Objective: To correlate episodes of arterial hypotension during Renal Support Therapy (RST) in patients admitted to the Intensive Care Unit (ICU) and assess their impact on patient outcomes. The primary outcome is mortality associated with intradialytic hypotension (IDH). Secondary outcomes include the impact of IDH events on outcomes measured by Major Adverse Kidney Events (MAKE) at 90 days, which includes a decrease in glomerular filtration rate (GFR), the need for chronic dialysis, and mortality.
An epidemiological, observational, retrospective study conducted on 113 adult patients admitted to the Hospital Británico (Buenos Aires, Argentina) between January and December 2021, requiring RST. Epidemiological, clinical, and laboratory data were an univariate analysis was performed.

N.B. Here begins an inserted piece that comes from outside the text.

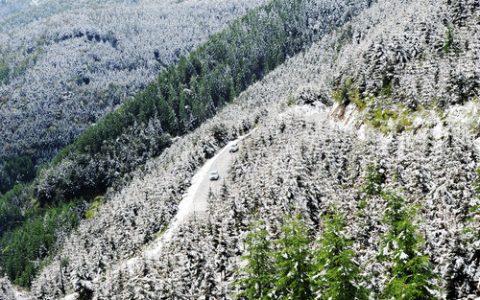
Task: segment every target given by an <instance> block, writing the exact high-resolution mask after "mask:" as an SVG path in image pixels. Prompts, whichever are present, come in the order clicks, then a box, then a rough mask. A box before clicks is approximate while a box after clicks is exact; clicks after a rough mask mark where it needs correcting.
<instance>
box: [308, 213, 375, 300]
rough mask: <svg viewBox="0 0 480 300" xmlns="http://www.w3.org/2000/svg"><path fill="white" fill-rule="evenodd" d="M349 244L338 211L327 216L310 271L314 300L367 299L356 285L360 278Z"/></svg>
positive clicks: (340, 216) (344, 223)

Episodes of intradialytic hypotension (IDH) were defined as systolic blood pressure < 90 mmHg or mean arterial pressure < 65 mmHg. Hypotension events were analyzed using a logistic regression model.
Sample characteristics:
A total of 113 patients were included over a 12-month period. The median age was 70 years (IQR 53-67), 74% were male, and the recorded mortality was 64.60%. For the APACHE II and SOFA variables, the median was 18 (IQR 14-21) and 12 (IQR 9-14), respectively, with a median ICU stay of 18 days (IQR 6.5-29.5).
Primary Objective:
A logistic regression model was used to estimate the relationship between mortality and IDH events. The deviation analysis shows a statistically significant correlation between the variables (p<0.0001), with a confidence level of 95%. The model has an R2 of 24.63% (the model can explain 1 in 4 cases). OR(x)=1.0481. To illustrate the results better, we can infer that the presence of IDH events is associated with increased mortality, rejecting the null hypothesis.
Secondary Objective:
A hypothesis test was conducted to measure the impact of IDH events on the outcomes of survivors at 90 days. We found no statistically significant relationship for mortality (p>0.05) and dialysis dependence (>0.05). The multivariate analysis comparing baseline GFR and GFR at 90 days between patients with and without IDH events showed no significant differences, but the sample size is small, and more cases need to be evaluated.
Through the analyzed data, we have confirmed a causal relationship between IDH events and mortality in ICU patients with AKI-D. However, no significant differences were found in renal survival, dialysis dependence, and all-cause mortality at 90 days. Since this study was conducted at a single center, further research is needed to obtain more robust results.